“Şüphesiz ki münâfıklar/içi dışı bir olmayanlar, cehennem ateşinin en aşağı tabakasındadırlar. Sen, onlara bir yardım edici de bulamazsın.” (Nisa Sûresi, 145)

YA BENİM DEDİĞİM DOĞRUYSA?

Aklı olan bir insan her zaman hakkı bulmaya çalışan ve hep doğrunun peşinde olan insandır. Sürekli kendisini sorgular; yaptıklarını, söylediklerini, düşündüklerini gözden geçirir ve bunların doğru olmasına son derece özen gösterir. Bazı cahillerin yaptığı gibi hiçbir zaman “Ben ne dersem o olur, ne dersem o doğrudur” demez. Ya da kafalarını kiraya vermiş bazı kesimlerin dediği gibi asla “Üstadımız ne derse o doğrudur” şeklinde bir söyleme kapılmaz. Hakkın tâlibi ve arayıcısı olur.

Yaşadığımız şu coğrafyaya baktığımız zaman insanların büyük bir kısmının nefislerini muhasebe etmediklerini ve gidişatları hakkında kendilerini gözden geçirmediklerini görürüz. Hep kendilerini doğruymuş ve doğru yoldaymış gibi değerlendirirler. Oysa Peygamber Efendimizin ashabı ve onlardan sonra gelen hayırlı insanlar hiçbir zaman böyle yapmamışlardı. Onlar daima kendilerinin hata edebileceklerini ve yanlışlara düşebileceklerini düşünürlerdi. Sahabe neslini görmüş biri olan İbnu Ebî Müleyke isimli bir zat sahabeyi anlatırken şöyle diyordu:

“Allah Rasulünün ashabından otuz kişiye yetiştim. Onlardan her biri kendisinin münafık olmasından korkuyordu.”[1]

Bu rivayet bize gösteriyor ki sahabe bile her daim kendisini kontrol etmiş, gidişatını gözlemlemiş ve yanlış yapabileceklerini hep içlerinde hissetmişlerdir. Ama bu gün birileri hiç hata etmeyecekmiş gibi davranıyor ve kendilerinin yüzde yüz doğru yolda olduğunu zannediyorlar. Oysa kimi zaman şeytan insanı saptırır, aldatır, kandırır; buna rağmen o insan hâlâ doğru yolda olduğunu zannedebilir. Rabbimiz şöyle buyurur:

“Kim Rahman (olan Allah)’ın zikrinden (Kur’ân’dan) yüz çevirirse biz ona bir şeytanı musallat ederiz; artık o, onun yakın bir dostu olur. Gerçekten bunlar (bu şeytanlar), onları yoldan alıkoyarlar; onlar ise hâlâ kendilerinin gerçekten hidayette olduklarını sanırlar.” (Zuhruf Sûresi, 36, 37)

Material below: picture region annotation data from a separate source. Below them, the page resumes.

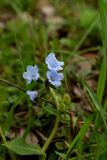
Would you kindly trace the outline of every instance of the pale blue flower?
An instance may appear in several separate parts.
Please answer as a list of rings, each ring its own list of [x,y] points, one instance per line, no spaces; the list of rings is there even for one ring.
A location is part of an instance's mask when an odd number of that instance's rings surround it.
[[[63,69],[61,66],[64,65],[64,62],[58,61],[54,53],[50,53],[46,57],[45,62],[48,65],[49,70],[59,71]]]
[[[64,78],[62,73],[53,70],[47,71],[46,76],[48,81],[55,87],[59,87],[61,85],[61,80]]]
[[[32,80],[36,81],[39,78],[38,66],[27,66],[27,72],[23,73],[23,78],[27,80],[27,83],[30,84]]]
[[[37,91],[26,91],[26,94],[29,96],[31,101],[34,101],[34,99],[37,97],[38,92]]]

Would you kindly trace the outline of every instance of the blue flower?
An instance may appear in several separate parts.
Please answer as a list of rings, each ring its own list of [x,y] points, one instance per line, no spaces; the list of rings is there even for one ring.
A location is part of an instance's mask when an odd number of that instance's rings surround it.
[[[48,81],[55,87],[59,87],[61,85],[61,80],[64,78],[62,73],[53,70],[47,71],[46,76]]]
[[[38,92],[37,91],[26,91],[26,94],[30,97],[31,101],[34,101],[34,99],[37,97]]]
[[[32,80],[36,81],[39,78],[38,67],[35,66],[27,66],[27,72],[23,73],[23,78],[27,80],[27,84],[30,84]]]
[[[64,62],[58,61],[54,53],[50,53],[46,57],[45,62],[48,65],[49,70],[59,71],[63,69],[61,66],[64,65]]]

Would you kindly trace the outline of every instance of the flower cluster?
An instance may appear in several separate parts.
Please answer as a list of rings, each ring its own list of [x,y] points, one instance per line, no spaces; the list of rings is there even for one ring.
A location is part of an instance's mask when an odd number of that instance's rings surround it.
[[[56,59],[54,53],[50,53],[46,59],[45,63],[47,64],[48,71],[46,73],[46,77],[48,82],[50,82],[55,87],[61,86],[61,80],[63,80],[63,73],[58,71],[62,70],[62,66],[64,62],[60,62]],[[23,78],[26,79],[27,84],[30,84],[32,81],[37,81],[39,78],[38,66],[27,66],[26,72],[23,73]],[[37,91],[27,91],[26,94],[30,97],[30,100],[34,101],[37,97]]]

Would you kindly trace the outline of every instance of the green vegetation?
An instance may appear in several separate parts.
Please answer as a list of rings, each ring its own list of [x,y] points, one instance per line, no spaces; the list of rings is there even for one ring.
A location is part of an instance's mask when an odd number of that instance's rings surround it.
[[[106,17],[106,0],[0,0],[0,160],[107,159]],[[51,52],[64,62],[58,88]]]

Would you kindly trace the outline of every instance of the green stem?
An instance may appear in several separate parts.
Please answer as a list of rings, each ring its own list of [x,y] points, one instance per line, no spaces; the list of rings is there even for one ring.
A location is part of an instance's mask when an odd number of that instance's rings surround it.
[[[0,135],[1,135],[1,138],[2,138],[3,142],[6,144],[7,140],[6,140],[6,138],[3,134],[3,131],[1,129],[1,127],[0,127]],[[10,157],[11,157],[12,160],[16,160],[15,156],[11,153],[11,151],[9,149],[8,149],[8,153],[10,154]]]
[[[57,115],[56,115],[56,120],[55,120],[55,124],[54,124],[54,127],[52,129],[52,132],[49,136],[49,138],[47,139],[47,141],[45,142],[45,144],[43,145],[43,148],[42,148],[42,151],[43,152],[46,152],[49,144],[51,143],[52,139],[54,138],[56,132],[57,132],[57,129],[58,129],[58,125],[59,125],[59,121],[60,121],[60,112],[59,112],[59,102],[58,102],[58,98],[57,96],[55,95],[54,91],[52,88],[50,88],[50,92],[51,92],[51,95],[52,97],[54,98],[55,100],[55,104],[56,104],[56,107],[57,107]],[[45,158],[44,158],[45,159]]]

Sen Allah’ın kitabı olan Kur’ân’ı arkana atacak, görmezden gelecek ve hayatını ona göre düzenlemeyeceksin, sonra da hidayette olduğunu söyleyeceksin!

Kim dedi?

Kim söyledi?

Sen, olayları ve insanları Allah’ın kitabına göre değerlendirmeyeceksin sonra da doğru yolda olduğunu söyleyeceksin?

Kime göre doğru yol?

Bir insanın doğru yolda olup-olmadığını ortaya koyan yegâne doğru ölçütü Kur’ân’dır. Bir insan ancak bu kitaba uyduğu oranda doğrudur. Eğer bu kitaba uymuyor ve hayatını ona göre şekillendirmiyorsa,  onun doğru olduğunu söylemesi sadece kendisini tatmin etmek içindir.

Ayetin son kısmı bu anlamda çok dehşet vericidir. Tekrar tekrar okumaya ve “Acaba bende doğru yolda olduğumu zannedenlerden miyim?” diye üzerinde düşünmeye değerdir.

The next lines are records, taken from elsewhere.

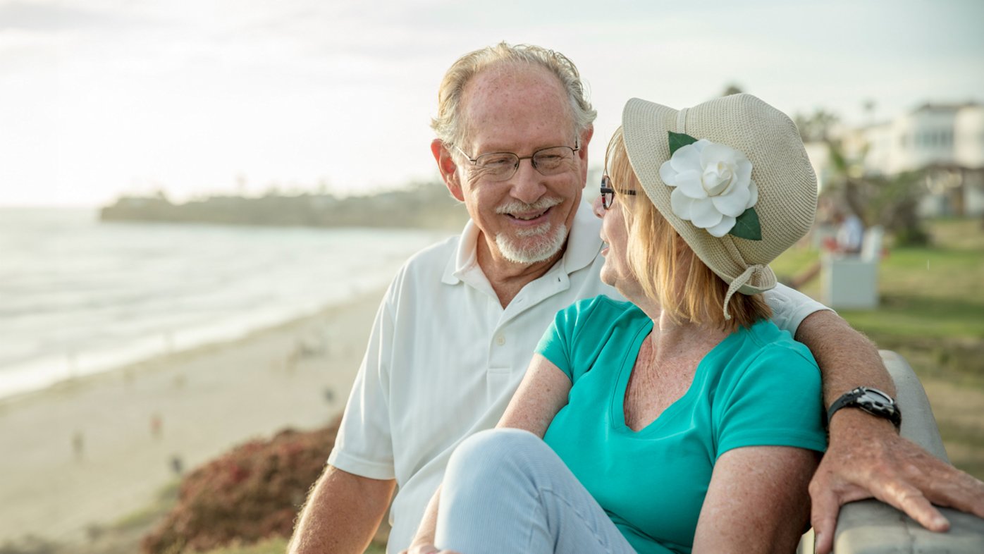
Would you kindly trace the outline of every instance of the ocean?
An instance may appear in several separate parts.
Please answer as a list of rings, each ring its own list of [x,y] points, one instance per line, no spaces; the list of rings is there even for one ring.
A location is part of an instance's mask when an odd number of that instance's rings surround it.
[[[344,303],[449,234],[102,223],[95,210],[0,209],[0,397]]]

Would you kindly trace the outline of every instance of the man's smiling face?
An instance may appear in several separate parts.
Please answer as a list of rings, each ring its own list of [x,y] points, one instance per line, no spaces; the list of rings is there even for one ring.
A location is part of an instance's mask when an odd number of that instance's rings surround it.
[[[486,70],[467,84],[462,99],[467,133],[461,150],[472,157],[504,152],[522,157],[551,147],[586,146],[578,144],[560,82],[542,68]],[[505,181],[483,178],[463,155],[457,158],[460,200],[493,253],[532,264],[563,250],[581,202],[585,153],[575,153],[570,170],[549,176],[523,159]]]

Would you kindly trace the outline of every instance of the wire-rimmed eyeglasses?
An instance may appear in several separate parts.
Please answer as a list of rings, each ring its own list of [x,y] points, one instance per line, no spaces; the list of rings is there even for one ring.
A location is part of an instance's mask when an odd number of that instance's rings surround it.
[[[634,190],[624,190],[619,194],[627,194],[629,196],[636,196],[636,191]],[[615,202],[615,189],[612,188],[612,180],[608,175],[601,176],[601,207],[608,210],[612,207],[612,203]]]
[[[550,147],[534,152],[531,155],[518,155],[511,152],[493,152],[472,158],[455,145],[455,149],[475,166],[481,176],[489,181],[505,181],[516,174],[520,162],[528,159],[540,175],[558,175],[575,167],[574,153],[581,150],[580,142],[571,147]]]

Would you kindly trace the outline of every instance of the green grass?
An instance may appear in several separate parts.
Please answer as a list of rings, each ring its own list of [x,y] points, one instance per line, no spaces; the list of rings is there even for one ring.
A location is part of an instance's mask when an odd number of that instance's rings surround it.
[[[287,551],[287,539],[271,538],[249,546],[227,546],[210,550],[205,554],[283,554]],[[373,542],[364,554],[386,554],[386,545]]]
[[[941,219],[928,228],[929,247],[889,246],[879,268],[878,309],[838,313],[880,348],[905,356],[920,379],[979,392],[984,405],[984,225]],[[795,276],[819,257],[816,249],[797,246],[772,268]],[[820,277],[802,290],[823,301]],[[984,479],[984,422],[967,427],[950,419],[948,400],[931,399],[944,444],[955,465]]]
[[[931,221],[931,247],[890,247],[879,268],[881,305],[840,312],[859,331],[892,344],[984,342],[984,229],[976,219]],[[814,264],[819,252],[794,247],[772,267],[792,276]],[[819,277],[803,291],[820,298]],[[978,364],[984,362],[977,362]],[[965,367],[981,373],[981,366]]]

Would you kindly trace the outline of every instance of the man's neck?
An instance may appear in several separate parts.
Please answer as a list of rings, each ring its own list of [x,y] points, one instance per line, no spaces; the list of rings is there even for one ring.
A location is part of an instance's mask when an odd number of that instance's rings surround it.
[[[484,233],[479,234],[477,244],[478,267],[492,285],[503,308],[516,298],[526,283],[546,275],[550,268],[564,256],[567,244],[550,258],[532,264],[519,264],[507,260],[497,250],[491,248]]]

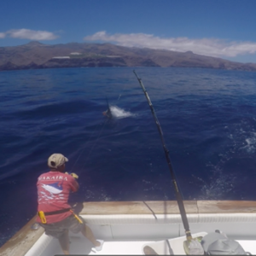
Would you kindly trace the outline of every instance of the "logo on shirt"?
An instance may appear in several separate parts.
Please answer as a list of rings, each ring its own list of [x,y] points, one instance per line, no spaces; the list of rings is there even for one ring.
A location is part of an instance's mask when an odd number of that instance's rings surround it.
[[[42,188],[44,189],[45,190],[49,191],[51,194],[60,194],[63,191],[62,184],[60,184],[60,183],[55,183],[51,184],[43,184]]]

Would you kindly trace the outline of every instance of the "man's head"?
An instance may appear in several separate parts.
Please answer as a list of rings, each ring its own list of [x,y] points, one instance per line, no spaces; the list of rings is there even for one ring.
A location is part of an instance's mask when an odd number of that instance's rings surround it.
[[[61,154],[53,154],[48,159],[48,166],[53,171],[64,171],[65,163],[68,161],[68,159]]]

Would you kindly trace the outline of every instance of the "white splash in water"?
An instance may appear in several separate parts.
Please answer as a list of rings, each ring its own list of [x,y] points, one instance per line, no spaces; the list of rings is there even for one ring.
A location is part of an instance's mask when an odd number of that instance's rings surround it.
[[[124,119],[129,116],[134,116],[133,113],[131,113],[129,111],[125,111],[124,109],[117,107],[117,106],[110,106],[110,110],[112,113],[113,117],[117,119]]]
[[[240,149],[245,149],[247,153],[254,153],[256,146],[256,132],[250,132],[249,137],[245,138],[246,145],[240,148]],[[245,144],[243,143],[243,144]]]

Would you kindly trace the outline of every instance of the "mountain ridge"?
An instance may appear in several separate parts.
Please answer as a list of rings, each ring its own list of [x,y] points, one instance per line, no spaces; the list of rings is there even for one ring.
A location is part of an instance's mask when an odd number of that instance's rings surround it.
[[[0,71],[79,67],[177,67],[256,71],[255,63],[167,49],[107,44],[44,44],[37,41],[0,47]]]

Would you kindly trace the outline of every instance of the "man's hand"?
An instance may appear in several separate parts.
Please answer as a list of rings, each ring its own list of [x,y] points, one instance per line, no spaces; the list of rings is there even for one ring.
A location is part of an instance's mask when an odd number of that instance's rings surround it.
[[[71,175],[74,178],[79,178],[79,176],[77,174],[75,174],[74,172],[72,172],[72,173],[65,172],[65,173]]]

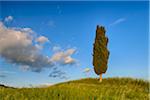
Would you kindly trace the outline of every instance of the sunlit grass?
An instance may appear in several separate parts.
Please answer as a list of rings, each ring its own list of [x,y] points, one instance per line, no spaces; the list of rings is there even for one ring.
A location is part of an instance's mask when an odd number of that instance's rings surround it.
[[[47,88],[0,88],[0,100],[149,100],[149,82],[131,78],[88,78]]]

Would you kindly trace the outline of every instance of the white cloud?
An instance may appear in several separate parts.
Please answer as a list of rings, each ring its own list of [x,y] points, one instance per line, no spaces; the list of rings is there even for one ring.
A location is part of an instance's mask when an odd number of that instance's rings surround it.
[[[124,22],[125,20],[126,20],[125,18],[119,18],[119,19],[115,20],[113,23],[111,23],[110,26],[117,25],[119,23]]]
[[[76,60],[72,58],[75,53],[74,48],[61,50],[60,47],[53,47],[54,54],[49,57],[42,52],[45,42],[49,39],[45,36],[36,38],[36,34],[31,28],[6,27],[0,21],[0,56],[8,63],[19,66],[23,71],[40,72],[43,68],[57,67],[57,65],[75,64]],[[56,77],[65,78],[64,72],[59,71]]]
[[[87,73],[87,72],[89,72],[90,70],[91,70],[90,68],[85,68],[85,69],[84,69],[84,72]]]
[[[30,28],[7,28],[0,22],[0,56],[23,69],[40,72],[52,64],[34,44],[32,32]]]
[[[52,48],[52,50],[53,50],[54,52],[57,52],[57,51],[60,51],[60,50],[61,50],[61,47],[60,47],[60,46],[54,46],[54,47]]]
[[[43,44],[43,43],[45,43],[45,42],[48,42],[49,40],[48,40],[48,38],[45,37],[45,36],[40,36],[40,37],[38,37],[38,38],[36,39],[36,41],[37,41],[38,43]]]
[[[12,17],[12,16],[7,16],[7,17],[4,19],[5,22],[10,22],[10,21],[12,21],[12,20],[13,20],[13,17]]]
[[[62,64],[73,64],[75,63],[75,59],[72,58],[72,54],[75,53],[75,49],[71,48],[71,49],[67,49],[66,51],[59,51],[56,52],[52,57],[51,57],[51,61],[52,62],[60,62]]]

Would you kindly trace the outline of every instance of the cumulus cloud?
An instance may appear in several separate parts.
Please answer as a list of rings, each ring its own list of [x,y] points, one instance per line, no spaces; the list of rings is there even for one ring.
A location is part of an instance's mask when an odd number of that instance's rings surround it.
[[[7,77],[6,75],[0,74],[0,78],[5,78]]]
[[[43,44],[43,43],[45,43],[45,42],[48,42],[49,40],[48,40],[48,38],[45,37],[45,36],[40,36],[40,37],[38,37],[38,38],[36,39],[36,41],[39,42],[39,43],[41,43],[41,44]]]
[[[88,72],[90,72],[90,70],[91,70],[90,68],[85,68],[85,69],[84,69],[84,72],[85,72],[85,73],[88,73]]]
[[[4,19],[5,22],[10,22],[10,21],[12,21],[12,20],[13,20],[13,17],[12,17],[12,16],[7,16],[7,17]]]
[[[41,72],[44,68],[53,68],[64,65],[75,64],[72,58],[74,48],[61,50],[54,47],[54,54],[47,56],[43,54],[43,46],[49,39],[39,36],[31,28],[6,27],[0,21],[0,57],[11,64],[19,66],[22,71]],[[67,79],[63,70],[51,70],[49,77],[60,77]]]
[[[59,62],[61,64],[73,64],[76,62],[71,56],[75,53],[75,49],[67,49],[66,51],[56,52],[50,59],[51,62]]]
[[[35,46],[32,33],[30,28],[7,28],[0,22],[0,56],[9,63],[40,72],[43,67],[51,67],[52,64]]]
[[[68,79],[69,77],[64,71],[61,71],[57,67],[53,68],[53,71],[49,74],[51,78],[60,78],[60,79]]]
[[[124,22],[125,20],[126,20],[125,18],[119,18],[119,19],[115,20],[113,23],[111,23],[110,26],[113,26],[113,25],[122,23],[122,22]]]
[[[52,50],[53,50],[54,52],[57,52],[57,51],[60,51],[60,50],[61,50],[61,47],[60,47],[60,46],[54,46],[54,47],[52,48]]]

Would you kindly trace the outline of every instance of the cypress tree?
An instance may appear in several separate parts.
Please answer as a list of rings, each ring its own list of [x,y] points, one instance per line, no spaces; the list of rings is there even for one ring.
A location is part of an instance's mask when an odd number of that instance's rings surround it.
[[[102,81],[102,74],[107,70],[109,58],[109,51],[107,49],[108,38],[106,37],[105,32],[103,26],[97,26],[93,47],[93,66],[95,73],[100,75],[100,82]]]

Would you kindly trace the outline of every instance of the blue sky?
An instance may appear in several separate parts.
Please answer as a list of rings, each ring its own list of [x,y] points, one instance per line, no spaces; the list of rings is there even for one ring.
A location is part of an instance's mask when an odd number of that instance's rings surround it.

Bu gün kimi insanları bir konuda uyardığımız zaman hiç üzerine alınmıyorlar. Sanki kesin doğruymuş gibi davranıyorlar. “Kardeşim, belki de yanlış olabilirim?” demiyorlar. Bu sözü bir söyleseler, önlerini görecek ve bu kitapta anlatmaya çalıştığımız gerçekleri idrak etmeye başlayacaklar.

Birisi bana gelse ve örneğin: “Abi, üzerindeki şu elbiseyi giymen haramdır” veya “Şu işi yapman günahtır” dese. Ben ona: “Bi sen mi biliyorsun” demem, diyemem, dememeliyim!

Neden mi?

Ya adamın dediği doğruysa?

Ya adamın söylediği hakka uygunsa?

O zaman benim halim ne olur?

İşte bu gerçeği düşündüğüm için hiçbir zaman beni uyaran ve bana nasihat eden birisini hafife almamam gerekir. “Ya adamcağız doğru söylüyorsa?” sorusu sürekli kafamın bir köşesinde durmalıdır ve her daim bu soru ile olaylara yaklaşmam gerekir.

Bu kitapta anlatmaya çalıştığımız gerçekler için de senin yapman gereken bu olmalıdır. Allah için kendi kendine bir sor:

* Ya bu kitapta yazan şeyler doğruysa?

* Ya Allah’tan başkalarının kanun yapma ve hüküm koyma yetkisi yoksa?

* Ya Allah’ın indirdiği hükümlerle hükmetemeyen bu adamları desteklemem şirk ise?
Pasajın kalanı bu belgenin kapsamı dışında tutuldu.